Eschyle, Les suppliantes



La Lozère est le nombril du monde. Le mot Lozère est d’ailleurs une anagramme de l’expression « le zéro ». Il s’agit du zéro positif, ce point de départ où tout arrive et tout commence, ou toutes les aventures sont possibles, ou tous les possibles sont aventures. En Lozère cela débute il y a bien longtemps, comme le montrent ces longs taons fossilisés que l’ont voit sur certaines falaises calcaires du truc du Midi vers Langlade, ou ces traces de dinosaures qui serpentent au-dessus de Saint Laurent de Trèves. Bélemnites, ammonites, trilobites et autres crustacés de tous acabits et de toutes ères parsèment les marnes bleues de Gardés près de Mende, de Montialoux dans les environs de Saint Etienne du Valdonnez et des flancs des puechs des Bondons.

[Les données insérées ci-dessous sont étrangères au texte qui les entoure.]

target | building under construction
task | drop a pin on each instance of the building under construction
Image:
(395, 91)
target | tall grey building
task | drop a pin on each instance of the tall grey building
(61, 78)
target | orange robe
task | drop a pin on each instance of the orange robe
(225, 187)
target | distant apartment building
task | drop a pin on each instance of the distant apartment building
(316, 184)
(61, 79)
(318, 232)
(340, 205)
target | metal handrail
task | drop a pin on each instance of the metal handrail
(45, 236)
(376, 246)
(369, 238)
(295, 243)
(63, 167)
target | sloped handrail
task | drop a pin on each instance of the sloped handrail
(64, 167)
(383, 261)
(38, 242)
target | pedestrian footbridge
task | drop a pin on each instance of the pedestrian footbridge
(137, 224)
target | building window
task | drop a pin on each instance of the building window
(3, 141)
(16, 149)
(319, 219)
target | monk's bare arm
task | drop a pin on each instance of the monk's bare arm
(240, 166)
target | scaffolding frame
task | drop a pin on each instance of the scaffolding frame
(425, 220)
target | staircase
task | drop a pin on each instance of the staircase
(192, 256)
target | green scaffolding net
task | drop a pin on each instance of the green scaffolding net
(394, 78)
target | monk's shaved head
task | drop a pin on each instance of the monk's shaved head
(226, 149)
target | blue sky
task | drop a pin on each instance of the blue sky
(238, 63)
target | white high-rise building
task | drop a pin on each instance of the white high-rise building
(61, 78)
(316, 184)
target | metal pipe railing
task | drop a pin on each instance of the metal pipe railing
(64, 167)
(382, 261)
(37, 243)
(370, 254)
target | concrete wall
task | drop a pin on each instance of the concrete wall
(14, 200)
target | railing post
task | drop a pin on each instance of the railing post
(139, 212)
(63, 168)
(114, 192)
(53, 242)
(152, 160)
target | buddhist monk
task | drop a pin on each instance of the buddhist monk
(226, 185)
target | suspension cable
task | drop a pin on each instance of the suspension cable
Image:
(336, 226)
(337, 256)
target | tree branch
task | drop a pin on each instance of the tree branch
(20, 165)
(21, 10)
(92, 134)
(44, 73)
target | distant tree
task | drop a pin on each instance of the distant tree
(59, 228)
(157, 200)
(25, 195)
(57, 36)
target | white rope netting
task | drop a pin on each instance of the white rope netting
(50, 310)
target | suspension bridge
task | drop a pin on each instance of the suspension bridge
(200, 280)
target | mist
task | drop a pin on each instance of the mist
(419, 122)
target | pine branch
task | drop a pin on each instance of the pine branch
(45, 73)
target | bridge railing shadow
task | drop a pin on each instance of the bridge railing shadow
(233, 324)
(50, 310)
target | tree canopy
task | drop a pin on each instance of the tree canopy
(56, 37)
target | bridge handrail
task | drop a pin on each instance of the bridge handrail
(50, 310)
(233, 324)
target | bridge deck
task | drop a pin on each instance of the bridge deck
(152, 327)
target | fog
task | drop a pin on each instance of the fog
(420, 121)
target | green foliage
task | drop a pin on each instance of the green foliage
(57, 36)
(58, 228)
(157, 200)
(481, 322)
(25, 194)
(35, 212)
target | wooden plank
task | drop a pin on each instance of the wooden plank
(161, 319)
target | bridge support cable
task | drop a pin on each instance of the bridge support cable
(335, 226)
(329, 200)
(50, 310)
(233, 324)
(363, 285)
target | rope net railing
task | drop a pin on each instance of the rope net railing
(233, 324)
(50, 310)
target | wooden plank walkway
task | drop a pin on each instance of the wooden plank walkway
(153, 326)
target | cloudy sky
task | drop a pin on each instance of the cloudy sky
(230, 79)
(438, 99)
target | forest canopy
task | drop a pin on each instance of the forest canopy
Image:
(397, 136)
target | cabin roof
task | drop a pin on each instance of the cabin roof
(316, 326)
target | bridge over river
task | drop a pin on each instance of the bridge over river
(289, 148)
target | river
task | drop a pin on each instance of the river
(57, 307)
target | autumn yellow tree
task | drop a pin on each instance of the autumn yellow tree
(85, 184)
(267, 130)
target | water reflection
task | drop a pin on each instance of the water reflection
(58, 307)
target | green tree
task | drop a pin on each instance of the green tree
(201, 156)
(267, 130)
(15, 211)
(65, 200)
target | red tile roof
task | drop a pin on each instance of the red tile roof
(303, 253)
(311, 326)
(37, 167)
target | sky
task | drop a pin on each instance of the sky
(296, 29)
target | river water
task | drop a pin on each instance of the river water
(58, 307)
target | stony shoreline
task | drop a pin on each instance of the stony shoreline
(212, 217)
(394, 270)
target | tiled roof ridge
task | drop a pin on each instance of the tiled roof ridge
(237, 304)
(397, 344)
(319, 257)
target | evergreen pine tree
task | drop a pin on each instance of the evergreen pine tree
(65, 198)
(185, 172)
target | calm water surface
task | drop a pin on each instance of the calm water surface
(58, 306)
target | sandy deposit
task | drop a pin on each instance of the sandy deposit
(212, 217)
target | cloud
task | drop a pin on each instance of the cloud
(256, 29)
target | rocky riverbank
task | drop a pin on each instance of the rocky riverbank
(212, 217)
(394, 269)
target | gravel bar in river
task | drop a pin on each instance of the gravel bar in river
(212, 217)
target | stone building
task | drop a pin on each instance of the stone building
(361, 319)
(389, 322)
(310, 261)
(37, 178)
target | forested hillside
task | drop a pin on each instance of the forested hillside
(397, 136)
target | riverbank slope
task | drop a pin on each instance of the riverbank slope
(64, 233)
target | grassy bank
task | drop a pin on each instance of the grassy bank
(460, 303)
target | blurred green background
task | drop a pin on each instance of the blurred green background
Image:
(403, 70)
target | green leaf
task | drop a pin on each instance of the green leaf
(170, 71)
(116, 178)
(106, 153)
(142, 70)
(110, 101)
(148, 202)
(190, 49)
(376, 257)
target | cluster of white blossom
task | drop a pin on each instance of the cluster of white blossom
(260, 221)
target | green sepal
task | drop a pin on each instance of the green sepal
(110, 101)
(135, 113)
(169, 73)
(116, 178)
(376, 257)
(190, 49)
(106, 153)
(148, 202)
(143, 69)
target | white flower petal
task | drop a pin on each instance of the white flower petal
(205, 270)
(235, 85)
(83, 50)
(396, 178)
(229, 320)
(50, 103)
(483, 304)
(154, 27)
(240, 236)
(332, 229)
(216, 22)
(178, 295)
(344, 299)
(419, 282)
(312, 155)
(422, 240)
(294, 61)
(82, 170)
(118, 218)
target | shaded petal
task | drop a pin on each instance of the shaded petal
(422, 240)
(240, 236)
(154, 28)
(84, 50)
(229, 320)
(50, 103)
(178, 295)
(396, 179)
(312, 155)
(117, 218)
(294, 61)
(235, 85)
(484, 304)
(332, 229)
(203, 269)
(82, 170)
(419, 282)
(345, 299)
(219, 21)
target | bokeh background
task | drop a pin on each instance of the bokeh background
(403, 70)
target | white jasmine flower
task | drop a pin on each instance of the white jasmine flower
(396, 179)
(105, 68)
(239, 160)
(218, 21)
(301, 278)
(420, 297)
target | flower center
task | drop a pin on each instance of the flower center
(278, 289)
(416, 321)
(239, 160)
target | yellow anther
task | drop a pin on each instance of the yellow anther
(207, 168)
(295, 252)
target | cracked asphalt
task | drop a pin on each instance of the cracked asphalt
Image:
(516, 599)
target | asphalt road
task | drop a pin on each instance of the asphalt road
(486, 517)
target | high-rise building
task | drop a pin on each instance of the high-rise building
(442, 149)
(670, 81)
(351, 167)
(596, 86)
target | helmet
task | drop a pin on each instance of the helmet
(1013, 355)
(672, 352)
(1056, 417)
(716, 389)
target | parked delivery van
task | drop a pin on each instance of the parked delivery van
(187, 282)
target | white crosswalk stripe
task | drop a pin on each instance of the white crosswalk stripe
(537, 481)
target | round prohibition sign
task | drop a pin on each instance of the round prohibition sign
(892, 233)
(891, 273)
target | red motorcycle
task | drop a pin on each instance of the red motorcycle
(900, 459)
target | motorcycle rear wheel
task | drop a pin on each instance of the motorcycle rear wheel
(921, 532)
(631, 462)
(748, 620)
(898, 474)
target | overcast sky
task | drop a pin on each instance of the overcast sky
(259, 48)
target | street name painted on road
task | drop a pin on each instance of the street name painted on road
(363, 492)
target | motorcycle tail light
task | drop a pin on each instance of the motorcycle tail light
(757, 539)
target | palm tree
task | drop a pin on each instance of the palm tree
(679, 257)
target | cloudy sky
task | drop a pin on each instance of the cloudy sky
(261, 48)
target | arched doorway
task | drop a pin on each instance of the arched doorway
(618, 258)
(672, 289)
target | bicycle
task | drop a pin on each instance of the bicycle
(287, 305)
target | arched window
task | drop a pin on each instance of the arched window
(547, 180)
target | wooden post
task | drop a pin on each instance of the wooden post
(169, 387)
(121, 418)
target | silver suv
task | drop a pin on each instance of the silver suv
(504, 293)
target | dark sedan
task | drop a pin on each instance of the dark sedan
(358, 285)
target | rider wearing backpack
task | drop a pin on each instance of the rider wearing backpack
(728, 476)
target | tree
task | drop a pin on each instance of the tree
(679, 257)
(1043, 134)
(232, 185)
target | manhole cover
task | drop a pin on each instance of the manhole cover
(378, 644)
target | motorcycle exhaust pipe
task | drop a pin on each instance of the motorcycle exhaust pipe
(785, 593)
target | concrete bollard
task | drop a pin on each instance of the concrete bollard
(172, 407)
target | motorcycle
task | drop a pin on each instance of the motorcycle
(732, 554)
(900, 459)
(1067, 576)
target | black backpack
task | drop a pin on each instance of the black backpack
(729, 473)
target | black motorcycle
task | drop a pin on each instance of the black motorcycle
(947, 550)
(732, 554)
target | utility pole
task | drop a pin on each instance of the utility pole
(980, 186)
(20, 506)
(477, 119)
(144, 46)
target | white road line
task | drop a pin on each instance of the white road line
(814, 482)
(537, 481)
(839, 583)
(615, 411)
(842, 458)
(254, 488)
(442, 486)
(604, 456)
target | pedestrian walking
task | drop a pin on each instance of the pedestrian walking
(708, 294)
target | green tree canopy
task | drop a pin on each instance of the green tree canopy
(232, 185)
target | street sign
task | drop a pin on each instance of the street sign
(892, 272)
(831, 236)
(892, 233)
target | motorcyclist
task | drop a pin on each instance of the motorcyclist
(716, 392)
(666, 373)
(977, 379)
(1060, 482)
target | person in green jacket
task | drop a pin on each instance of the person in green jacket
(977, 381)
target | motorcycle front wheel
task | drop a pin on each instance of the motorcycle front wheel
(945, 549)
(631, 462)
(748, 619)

Salle des taureaux, grotte de Lascaux

L’époque qui nous intéresse fait partie du quaternaire, il y a 8000 ans, avec une marge de 10 ans d’erreur. Quelques hères errent sur cette terre-mère, aire du futur Gévaudan où l’air hume si bon l’éther nu de toute pollution. Les aurochs (1) sont la. Alors que les mammouths, les rhinocéros laineux et autres mastodontes à poils longs et aux dents longues sont déjà remontés vers des cieux plus frais, eux sont restés. L’aurochs, animal rude et solide comme un roc, évolue dans un milieu naturel austère. L’aurochs, habile, y adapte son mode de vie. Les sols calcaires sont pauvres, les sols granitiques ingrats, à tel point que l’aurochs va développer un squelette idéal, à l’ossature puissante pour survivre dans cet environnement. La race, au fil des millénaires, se forge une grande résistance naturelle. L’animal vit en troupeau, et les hardes d’aurochs mugissantes enveloppent constamment la Lozère d’une symphonie vibrante de meuglements sourds. Alors que les femelles mugissent sur des rythmes effrénés, les mâles hurlent leurs cris sur des tessitures plus rauques, ce qui donne en période de rut, de formidables concerts d’aurochs. Afin de parer efficacement aux fortes amplitudes thermiques caractéristiques du lieu et de l’époque, le rustique bovin arbore des robes déclinant les teintes beiges, du clair l’été au roux sombre l’hiver. On peut voir au gré des saisons gambader dans la prairie lozérienne des aurochs, bruns, fauves ou marron. Le mâle dominant, l’aurochs fort, passe le plus souvent à l’encolure une toison plus sombre, c’est l’aurochs café.

Sur ce territoire, l’aurochs voisine avec l’homme. Ces chasseurs-cueilleurs du néolithique se sont vite rendu compte que cet animal était très utile. Il a une chair savoureuse, il donne du lait et avec sa peau, on fabrique des vêtements et du cuir. Le cuir est presque une seconde peau pour l’aurocheur. Pour des raisons nourricières, l’homme va donner la chasse à l’aurochs dont il apprécie la viande, en particulier celle des jeunes génisses, les aurochines. Le chasseur du néolithique balancerait tout pour de l’aurochine chair. Quant au lard d’aurochs, les enfants transforment cette couenne en instruments à corde, alors que les cornes servent d’instruments à vent. A travers les mélodies tirées de ces aurochestres, les musiciens et leurs instruments d’aurochs enrôlent les fêtards d’alors dans des sarabandes virevoltantes qui donneront, par la suite, la bourrée ou le rock du laboureur, rythmes sur lesquels les musiciens aiment à faire le bœuf. Tous ces objets à base d’aurochs servent aussi à de fructueux trocs de breloques entre tribus.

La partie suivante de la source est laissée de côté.